Were you attracted to your grandma? Of course you were, you sick fuck. But it’s okay now sit down and let me tell you a story
Jump in my time machine and picture this: You can barely walk. You’re 2 years old. This is your first memory. You can’t find daddy, your diaper is full, and you start to panic. WHERES MOMMY?! You tip over and accidentally fall down the stairs directly into the electrical closet and end up unattended playing with your feces for hours until your distraught mother finally finds you.

She starts to yell:
“Where the HELL have you been? I knew I should’ve stopped reproducing after Luke! I hope you like that poop you idiot!!!” And so on and so forth.
So you’re sitting in timeout all alone and feeling pretty crummy about yourself. You’re thinking about how bad of a son you are, how you can’t compare to your brother lovely Lukey, your failure to grasp the whole human waste not being recyclable thing and perhaps worst of all the Iraq war is really starting to bum you out.

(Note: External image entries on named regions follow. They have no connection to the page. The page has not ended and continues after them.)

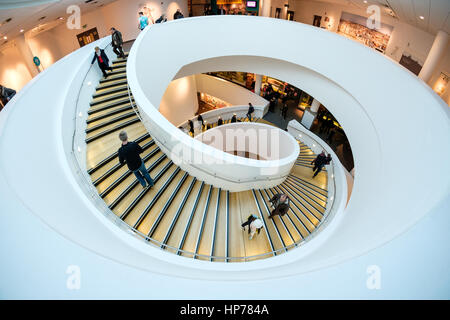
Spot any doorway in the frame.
[313,15,322,28]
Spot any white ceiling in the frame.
[0,0,450,45]
[0,0,115,45]
[312,0,450,34]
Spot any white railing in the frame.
[178,104,269,134]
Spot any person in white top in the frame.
[241,214,263,240]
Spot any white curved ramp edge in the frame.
[0,17,449,283]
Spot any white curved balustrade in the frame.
[195,122,300,191]
[127,16,450,274]
[178,104,269,128]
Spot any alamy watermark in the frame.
[66,5,81,30]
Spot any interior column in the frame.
[419,30,448,82]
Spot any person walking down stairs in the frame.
[269,193,290,219]
[117,131,154,188]
[311,151,331,178]
[241,214,263,240]
[110,28,125,58]
[91,47,112,78]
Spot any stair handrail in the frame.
[67,43,338,262]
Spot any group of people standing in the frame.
[138,8,184,31]
[178,102,255,137]
[0,84,16,111]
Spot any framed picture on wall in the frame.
[77,27,100,47]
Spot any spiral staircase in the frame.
[86,53,329,262]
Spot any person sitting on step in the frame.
[269,193,290,219]
[241,214,263,240]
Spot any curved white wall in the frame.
[195,122,300,191]
[127,16,450,276]
[0,16,450,284]
[195,74,269,106]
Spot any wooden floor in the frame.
[86,53,328,262]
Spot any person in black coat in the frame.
[110,28,125,58]
[311,151,331,178]
[197,114,203,128]
[91,47,112,78]
[0,85,16,110]
[117,131,155,189]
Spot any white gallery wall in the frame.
[0,0,188,91]
[0,0,450,105]
[159,76,198,126]
[270,0,450,105]
[0,43,32,90]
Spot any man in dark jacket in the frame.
[197,114,203,128]
[0,85,16,110]
[91,47,112,78]
[269,193,290,219]
[311,151,331,178]
[247,102,255,122]
[117,131,154,188]
[155,13,167,23]
[111,28,125,58]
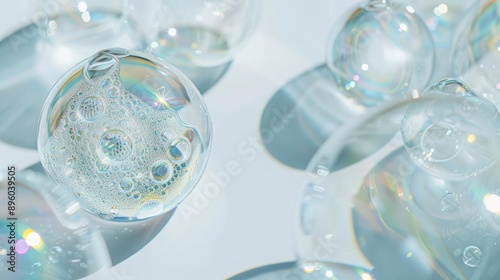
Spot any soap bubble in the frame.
[401,79,500,180]
[38,48,211,221]
[0,170,111,280]
[296,94,500,280]
[327,0,434,107]
[131,0,261,67]
[397,0,476,77]
[452,1,500,107]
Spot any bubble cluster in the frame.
[401,82,500,180]
[327,0,434,107]
[42,60,202,220]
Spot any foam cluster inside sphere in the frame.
[38,49,211,221]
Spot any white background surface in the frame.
[0,0,360,279]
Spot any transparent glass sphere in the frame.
[38,48,212,221]
[132,0,261,67]
[0,170,111,280]
[327,0,435,108]
[296,94,500,280]
[35,0,126,45]
[452,0,500,106]
[401,79,500,181]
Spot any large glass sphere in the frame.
[398,0,477,77]
[0,168,111,280]
[38,49,212,221]
[327,0,434,108]
[295,93,500,280]
[452,0,500,106]
[132,0,261,67]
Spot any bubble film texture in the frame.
[327,0,434,107]
[40,48,211,220]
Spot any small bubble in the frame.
[151,161,172,182]
[95,159,109,172]
[108,88,118,98]
[184,129,195,143]
[439,192,460,213]
[100,130,132,161]
[169,138,191,162]
[68,112,76,122]
[48,246,63,263]
[132,192,141,199]
[160,129,174,143]
[101,78,111,88]
[462,246,483,267]
[136,200,163,219]
[78,96,104,121]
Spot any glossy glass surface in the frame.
[0,170,111,280]
[132,0,260,67]
[38,49,212,221]
[297,89,500,280]
[327,0,434,109]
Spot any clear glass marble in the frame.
[35,0,127,45]
[38,48,212,221]
[131,0,261,67]
[400,0,477,78]
[327,0,435,109]
[452,0,500,107]
[0,170,111,280]
[294,86,500,280]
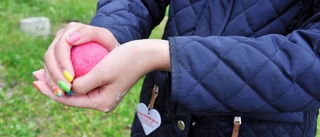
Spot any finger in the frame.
[33,81,124,112]
[40,66,71,97]
[44,30,67,87]
[72,47,142,94]
[32,69,46,81]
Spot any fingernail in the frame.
[63,70,73,82]
[67,32,81,44]
[67,90,73,96]
[32,72,39,80]
[33,81,41,91]
[52,87,63,97]
[57,80,70,92]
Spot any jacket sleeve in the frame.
[169,13,320,114]
[90,0,168,43]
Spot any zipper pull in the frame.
[232,116,241,137]
[148,84,159,111]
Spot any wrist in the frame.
[126,39,171,74]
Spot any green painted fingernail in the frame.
[57,80,71,92]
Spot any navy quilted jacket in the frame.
[91,0,320,137]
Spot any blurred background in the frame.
[0,0,320,137]
[0,0,164,137]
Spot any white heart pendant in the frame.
[137,103,161,135]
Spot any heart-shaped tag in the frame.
[137,103,161,135]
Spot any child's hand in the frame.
[34,40,170,112]
[44,23,119,96]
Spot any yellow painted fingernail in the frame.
[63,70,73,82]
[57,80,71,92]
[52,87,63,97]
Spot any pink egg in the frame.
[71,42,109,78]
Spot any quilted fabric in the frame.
[91,0,320,137]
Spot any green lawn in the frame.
[0,0,318,137]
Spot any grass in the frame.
[0,0,320,137]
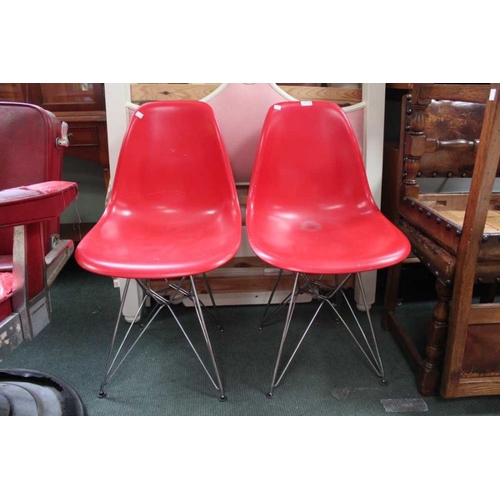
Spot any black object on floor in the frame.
[0,369,86,417]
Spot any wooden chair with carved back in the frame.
[383,84,500,398]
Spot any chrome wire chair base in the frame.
[261,273,387,399]
[98,276,227,401]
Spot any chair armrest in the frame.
[0,181,78,227]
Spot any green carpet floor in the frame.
[0,260,500,416]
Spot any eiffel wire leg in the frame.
[99,276,227,401]
[266,273,299,399]
[259,269,310,330]
[266,273,387,398]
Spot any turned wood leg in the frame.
[381,264,401,331]
[417,280,452,396]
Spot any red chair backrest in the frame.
[249,101,377,215]
[106,101,239,223]
[0,102,63,255]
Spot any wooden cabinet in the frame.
[0,83,109,189]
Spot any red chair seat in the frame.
[77,208,240,279]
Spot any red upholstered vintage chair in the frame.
[0,102,76,355]
[0,181,78,359]
[246,102,410,397]
[75,101,241,400]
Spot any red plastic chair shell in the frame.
[75,101,241,279]
[246,101,410,274]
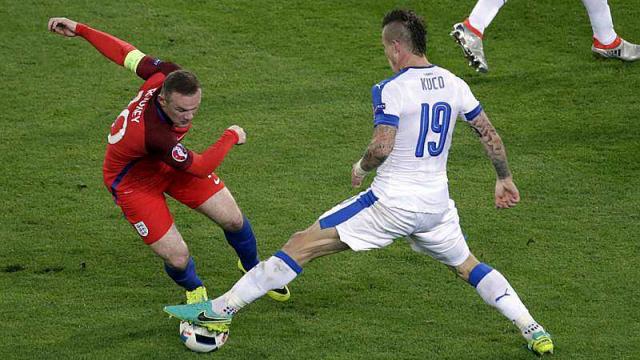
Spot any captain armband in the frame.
[124,49,145,73]
[353,159,369,177]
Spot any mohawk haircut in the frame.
[382,9,427,55]
[161,70,200,98]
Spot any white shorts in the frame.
[319,189,470,266]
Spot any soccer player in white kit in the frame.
[165,10,553,354]
[451,0,640,73]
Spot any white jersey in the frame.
[371,65,482,213]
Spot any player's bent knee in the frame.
[455,254,480,281]
[223,214,244,232]
[165,251,190,270]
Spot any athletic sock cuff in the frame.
[469,263,493,287]
[273,250,302,274]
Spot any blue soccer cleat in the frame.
[164,301,232,331]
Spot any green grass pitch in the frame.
[0,0,640,359]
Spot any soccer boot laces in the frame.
[164,301,233,332]
[185,286,209,304]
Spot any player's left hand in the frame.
[351,160,367,188]
[47,18,78,37]
[496,177,520,209]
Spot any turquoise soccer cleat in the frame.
[527,331,553,356]
[164,301,232,331]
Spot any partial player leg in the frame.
[582,0,640,61]
[196,187,259,269]
[165,190,413,330]
[408,201,553,353]
[167,172,290,301]
[455,254,553,355]
[117,189,207,303]
[196,188,291,301]
[164,222,349,326]
[150,225,208,304]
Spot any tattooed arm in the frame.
[469,111,520,209]
[351,125,397,187]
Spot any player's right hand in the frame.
[495,176,520,209]
[227,125,247,145]
[48,18,78,37]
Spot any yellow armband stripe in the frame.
[124,49,145,73]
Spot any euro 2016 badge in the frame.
[171,143,188,162]
[133,221,149,236]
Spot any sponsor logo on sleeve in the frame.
[171,143,189,162]
[133,221,149,236]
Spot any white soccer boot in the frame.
[450,20,489,73]
[591,37,640,61]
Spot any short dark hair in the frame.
[161,70,200,97]
[382,9,427,55]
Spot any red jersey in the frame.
[76,24,239,196]
[103,59,193,195]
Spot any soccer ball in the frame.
[180,321,229,352]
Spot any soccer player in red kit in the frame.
[48,18,290,310]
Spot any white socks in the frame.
[211,251,302,315]
[582,0,618,45]
[469,0,507,34]
[469,263,543,340]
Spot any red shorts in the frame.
[115,168,224,245]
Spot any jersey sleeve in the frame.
[146,130,238,178]
[76,23,180,80]
[133,54,180,80]
[458,78,482,121]
[371,81,402,127]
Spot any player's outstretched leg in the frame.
[224,215,291,301]
[456,255,553,355]
[164,251,302,329]
[238,260,291,302]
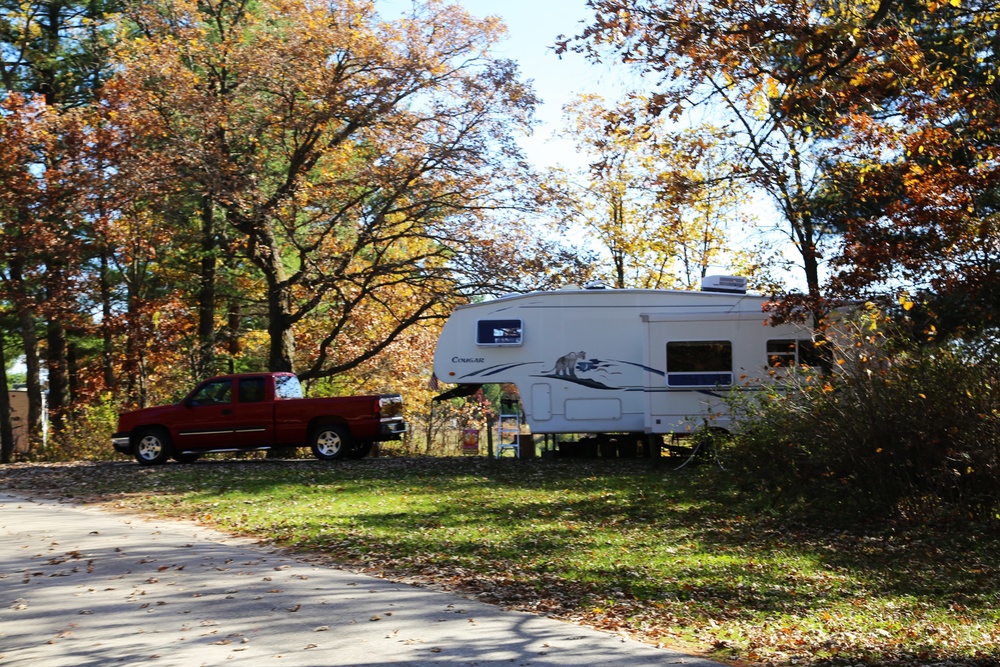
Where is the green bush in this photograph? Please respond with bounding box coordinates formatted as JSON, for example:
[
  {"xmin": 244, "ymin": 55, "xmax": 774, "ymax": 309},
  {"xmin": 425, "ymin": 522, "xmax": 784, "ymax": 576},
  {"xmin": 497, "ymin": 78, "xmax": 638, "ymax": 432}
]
[{"xmin": 728, "ymin": 309, "xmax": 1000, "ymax": 516}]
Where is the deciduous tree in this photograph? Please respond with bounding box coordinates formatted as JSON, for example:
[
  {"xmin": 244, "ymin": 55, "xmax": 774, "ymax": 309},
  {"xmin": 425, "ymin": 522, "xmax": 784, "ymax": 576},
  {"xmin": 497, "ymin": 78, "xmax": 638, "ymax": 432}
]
[{"xmin": 111, "ymin": 0, "xmax": 564, "ymax": 378}]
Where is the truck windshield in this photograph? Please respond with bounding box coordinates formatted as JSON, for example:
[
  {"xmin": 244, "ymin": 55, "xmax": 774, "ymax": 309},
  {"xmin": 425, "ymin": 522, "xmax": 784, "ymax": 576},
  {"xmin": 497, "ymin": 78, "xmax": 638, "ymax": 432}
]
[{"xmin": 274, "ymin": 375, "xmax": 302, "ymax": 400}]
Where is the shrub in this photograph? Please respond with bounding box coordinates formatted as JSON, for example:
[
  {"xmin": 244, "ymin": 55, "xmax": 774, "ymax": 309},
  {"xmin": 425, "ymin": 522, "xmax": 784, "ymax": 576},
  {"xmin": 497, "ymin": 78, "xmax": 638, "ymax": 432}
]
[{"xmin": 728, "ymin": 308, "xmax": 1000, "ymax": 514}]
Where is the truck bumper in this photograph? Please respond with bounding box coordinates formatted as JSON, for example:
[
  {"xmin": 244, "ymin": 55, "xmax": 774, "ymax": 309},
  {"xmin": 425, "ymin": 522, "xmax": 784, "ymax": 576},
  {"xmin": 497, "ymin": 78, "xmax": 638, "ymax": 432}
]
[
  {"xmin": 377, "ymin": 419, "xmax": 410, "ymax": 441},
  {"xmin": 111, "ymin": 431, "xmax": 132, "ymax": 454}
]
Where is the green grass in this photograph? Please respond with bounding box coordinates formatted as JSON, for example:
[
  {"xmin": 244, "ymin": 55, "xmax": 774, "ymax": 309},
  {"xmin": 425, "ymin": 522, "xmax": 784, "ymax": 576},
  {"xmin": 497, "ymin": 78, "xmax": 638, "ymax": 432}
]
[{"xmin": 0, "ymin": 459, "xmax": 1000, "ymax": 665}]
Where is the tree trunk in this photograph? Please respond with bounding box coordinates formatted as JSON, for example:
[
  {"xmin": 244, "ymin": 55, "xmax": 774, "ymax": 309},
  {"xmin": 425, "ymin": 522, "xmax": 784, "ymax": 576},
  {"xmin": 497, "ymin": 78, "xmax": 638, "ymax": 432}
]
[
  {"xmin": 10, "ymin": 257, "xmax": 45, "ymax": 451},
  {"xmin": 100, "ymin": 243, "xmax": 117, "ymax": 391},
  {"xmin": 0, "ymin": 334, "xmax": 14, "ymax": 463},
  {"xmin": 226, "ymin": 299, "xmax": 242, "ymax": 373},
  {"xmin": 267, "ymin": 285, "xmax": 295, "ymax": 373},
  {"xmin": 196, "ymin": 196, "xmax": 217, "ymax": 376},
  {"xmin": 45, "ymin": 320, "xmax": 69, "ymax": 433}
]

Then walks in a wonderful grandma by the name of Betty Lou. She forklifts your nasty butt right onto her warm, cushiony lap. Even after just 2 short years on this earth, I was positive nothing was more comfortable than my friend victors laZy boy sofa (he’s rich)but on that day I found something far more cozy.
Betty Lou doesn’t look at you with scorn in her eyes like your disappointed aunts, she looks at you with big green eyes that exude love. She says “here boy take this. It’s the same color and taste way better than what was in your diaper. It’s called Hershey’s, damn near got me and your grandpa jimmy through the depression”.